Always call shutdown() before a short-lived process exits (scripts, serverless), especially with enableBatching: true, or buffered spans may be lost. For custom spans in JS/TS, use the standard OpenTelemetry API directly — the decorator/start_span helpers described above are a Python SDK feature.

See the JS/TS SDK Reference for providers, batching, environment variables, and shutdown patterns.


  • Call init() / initTracing() once, first. Before any LLM call or framework setup, at the top of your entry point.
  • Name services per agent or workflow. Give the support bot, the summarizer, and the code assistant distinct service_name / appName values so Overmind keeps their agents separate.

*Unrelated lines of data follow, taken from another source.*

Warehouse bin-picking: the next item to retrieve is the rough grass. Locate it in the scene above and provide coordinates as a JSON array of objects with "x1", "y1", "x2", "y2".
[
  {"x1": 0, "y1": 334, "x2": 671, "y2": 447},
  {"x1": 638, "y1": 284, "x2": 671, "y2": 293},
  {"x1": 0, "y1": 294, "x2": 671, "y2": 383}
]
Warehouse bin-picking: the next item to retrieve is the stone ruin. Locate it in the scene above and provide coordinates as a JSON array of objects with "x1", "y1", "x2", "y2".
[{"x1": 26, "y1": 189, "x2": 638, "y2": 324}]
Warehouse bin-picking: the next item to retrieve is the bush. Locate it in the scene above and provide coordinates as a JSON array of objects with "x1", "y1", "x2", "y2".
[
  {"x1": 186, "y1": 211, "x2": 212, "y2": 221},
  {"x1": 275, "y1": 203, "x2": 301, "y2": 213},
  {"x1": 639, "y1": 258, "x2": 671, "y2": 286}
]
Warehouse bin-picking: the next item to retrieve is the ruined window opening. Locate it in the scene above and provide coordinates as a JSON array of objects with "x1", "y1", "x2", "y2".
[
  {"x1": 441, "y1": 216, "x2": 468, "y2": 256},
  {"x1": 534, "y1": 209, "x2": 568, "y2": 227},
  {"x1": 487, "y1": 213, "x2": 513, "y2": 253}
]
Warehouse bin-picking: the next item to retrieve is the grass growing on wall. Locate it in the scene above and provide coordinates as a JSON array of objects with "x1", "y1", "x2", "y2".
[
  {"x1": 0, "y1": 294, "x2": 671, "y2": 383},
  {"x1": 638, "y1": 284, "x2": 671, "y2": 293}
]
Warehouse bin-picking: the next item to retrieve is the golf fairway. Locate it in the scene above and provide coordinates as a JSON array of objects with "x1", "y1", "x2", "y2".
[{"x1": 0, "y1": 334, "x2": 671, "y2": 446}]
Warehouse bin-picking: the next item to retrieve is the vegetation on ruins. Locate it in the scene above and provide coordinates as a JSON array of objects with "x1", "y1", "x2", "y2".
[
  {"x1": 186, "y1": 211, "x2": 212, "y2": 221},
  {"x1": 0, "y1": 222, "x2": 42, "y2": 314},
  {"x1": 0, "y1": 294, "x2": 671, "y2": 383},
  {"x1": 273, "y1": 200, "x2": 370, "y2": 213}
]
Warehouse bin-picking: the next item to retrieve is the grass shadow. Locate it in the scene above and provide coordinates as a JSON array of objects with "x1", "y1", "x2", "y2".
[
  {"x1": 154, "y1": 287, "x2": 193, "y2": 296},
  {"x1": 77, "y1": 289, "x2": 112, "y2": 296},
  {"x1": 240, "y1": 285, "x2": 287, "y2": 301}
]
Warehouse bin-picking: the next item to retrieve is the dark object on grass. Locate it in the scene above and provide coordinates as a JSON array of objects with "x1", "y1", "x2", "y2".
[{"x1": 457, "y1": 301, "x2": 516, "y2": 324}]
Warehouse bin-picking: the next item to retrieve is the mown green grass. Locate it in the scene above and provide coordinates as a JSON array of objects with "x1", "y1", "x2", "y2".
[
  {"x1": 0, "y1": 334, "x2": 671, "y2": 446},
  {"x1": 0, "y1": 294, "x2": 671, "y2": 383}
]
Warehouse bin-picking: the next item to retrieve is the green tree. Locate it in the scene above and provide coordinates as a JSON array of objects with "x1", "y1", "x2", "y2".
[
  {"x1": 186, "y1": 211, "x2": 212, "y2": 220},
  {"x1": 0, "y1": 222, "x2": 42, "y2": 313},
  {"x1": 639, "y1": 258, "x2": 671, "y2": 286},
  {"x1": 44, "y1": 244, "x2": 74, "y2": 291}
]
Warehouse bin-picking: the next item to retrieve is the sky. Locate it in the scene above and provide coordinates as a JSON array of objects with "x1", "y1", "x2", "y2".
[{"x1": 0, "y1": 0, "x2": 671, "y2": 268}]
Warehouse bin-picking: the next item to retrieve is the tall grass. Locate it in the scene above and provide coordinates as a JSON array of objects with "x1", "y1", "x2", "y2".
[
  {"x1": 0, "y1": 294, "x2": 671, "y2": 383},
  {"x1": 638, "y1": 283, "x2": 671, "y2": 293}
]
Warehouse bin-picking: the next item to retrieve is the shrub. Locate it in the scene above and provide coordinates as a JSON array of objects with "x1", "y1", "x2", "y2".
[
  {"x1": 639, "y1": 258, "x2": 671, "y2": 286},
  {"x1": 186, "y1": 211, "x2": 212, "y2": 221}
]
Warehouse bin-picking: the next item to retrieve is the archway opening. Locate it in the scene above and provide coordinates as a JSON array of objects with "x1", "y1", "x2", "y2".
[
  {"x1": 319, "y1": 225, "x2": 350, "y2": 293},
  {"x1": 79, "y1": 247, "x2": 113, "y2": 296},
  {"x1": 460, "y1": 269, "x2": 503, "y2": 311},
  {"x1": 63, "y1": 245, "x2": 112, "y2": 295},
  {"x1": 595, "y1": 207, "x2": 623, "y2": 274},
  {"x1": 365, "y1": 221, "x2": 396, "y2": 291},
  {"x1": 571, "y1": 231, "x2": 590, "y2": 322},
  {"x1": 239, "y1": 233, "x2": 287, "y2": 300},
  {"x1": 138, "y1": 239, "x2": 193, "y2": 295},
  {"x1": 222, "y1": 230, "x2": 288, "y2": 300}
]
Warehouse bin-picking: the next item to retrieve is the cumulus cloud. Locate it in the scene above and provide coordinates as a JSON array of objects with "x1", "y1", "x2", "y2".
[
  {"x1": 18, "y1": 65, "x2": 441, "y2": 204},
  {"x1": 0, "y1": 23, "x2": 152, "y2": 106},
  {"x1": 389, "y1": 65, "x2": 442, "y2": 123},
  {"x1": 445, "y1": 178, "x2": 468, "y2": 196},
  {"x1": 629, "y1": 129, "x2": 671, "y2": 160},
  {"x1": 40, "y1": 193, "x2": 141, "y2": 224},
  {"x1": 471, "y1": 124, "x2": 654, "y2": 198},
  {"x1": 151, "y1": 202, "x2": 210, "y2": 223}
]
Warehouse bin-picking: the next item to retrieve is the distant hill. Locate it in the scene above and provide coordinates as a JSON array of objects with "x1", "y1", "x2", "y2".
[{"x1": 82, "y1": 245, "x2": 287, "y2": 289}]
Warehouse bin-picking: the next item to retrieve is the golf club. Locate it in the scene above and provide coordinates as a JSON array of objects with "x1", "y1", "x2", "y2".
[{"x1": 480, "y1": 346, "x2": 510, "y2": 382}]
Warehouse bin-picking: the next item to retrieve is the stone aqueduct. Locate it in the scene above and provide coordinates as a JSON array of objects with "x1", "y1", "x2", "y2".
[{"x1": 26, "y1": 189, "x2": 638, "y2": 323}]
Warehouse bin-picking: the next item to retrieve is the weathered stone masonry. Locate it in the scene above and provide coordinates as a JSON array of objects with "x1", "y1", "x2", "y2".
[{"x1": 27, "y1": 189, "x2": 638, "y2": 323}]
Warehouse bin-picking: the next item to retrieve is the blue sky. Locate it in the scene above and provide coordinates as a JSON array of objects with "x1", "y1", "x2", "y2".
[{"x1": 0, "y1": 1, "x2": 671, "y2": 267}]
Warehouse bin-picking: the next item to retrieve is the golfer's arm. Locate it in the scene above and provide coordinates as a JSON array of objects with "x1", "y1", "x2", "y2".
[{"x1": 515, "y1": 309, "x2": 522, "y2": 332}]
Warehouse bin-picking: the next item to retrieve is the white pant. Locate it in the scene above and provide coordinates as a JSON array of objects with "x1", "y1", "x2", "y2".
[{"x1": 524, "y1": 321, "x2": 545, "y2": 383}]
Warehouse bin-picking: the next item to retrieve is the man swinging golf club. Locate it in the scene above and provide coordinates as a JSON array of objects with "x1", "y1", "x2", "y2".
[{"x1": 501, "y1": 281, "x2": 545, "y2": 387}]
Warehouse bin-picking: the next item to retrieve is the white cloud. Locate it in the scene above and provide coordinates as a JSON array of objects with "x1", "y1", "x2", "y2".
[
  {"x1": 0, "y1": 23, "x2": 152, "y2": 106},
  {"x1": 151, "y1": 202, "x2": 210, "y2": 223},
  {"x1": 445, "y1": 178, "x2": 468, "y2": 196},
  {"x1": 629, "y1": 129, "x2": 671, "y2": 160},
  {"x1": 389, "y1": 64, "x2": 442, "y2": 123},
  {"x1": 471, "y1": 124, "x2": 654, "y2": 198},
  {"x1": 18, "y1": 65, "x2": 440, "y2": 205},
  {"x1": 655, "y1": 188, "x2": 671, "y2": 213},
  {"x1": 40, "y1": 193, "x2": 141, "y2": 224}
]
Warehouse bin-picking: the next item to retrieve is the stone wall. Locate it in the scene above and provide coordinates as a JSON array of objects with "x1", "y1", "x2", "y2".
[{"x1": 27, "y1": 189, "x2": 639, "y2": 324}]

  • Trace the work around the model call, not just the call. Wrap your entry point with @entry_point, multi-step logic with @workflow, and each tool with @tool — that structure is what makes traces (and the optimizer) useful.
  • Tag traces with the metadata you’ll want to filter on. set_user() for identity, set_tag() for tenant, feature flag, workflow, or version.
  • Roll out in staging first, then production, and keep tracing on in production — continuous real-world traces give the optimizer the most signal.
  • Enable batching in production (enableBatching: true in JS) and flush before exit (force_flush_traces() in Python, shutdown() in JS) for short-lived processes.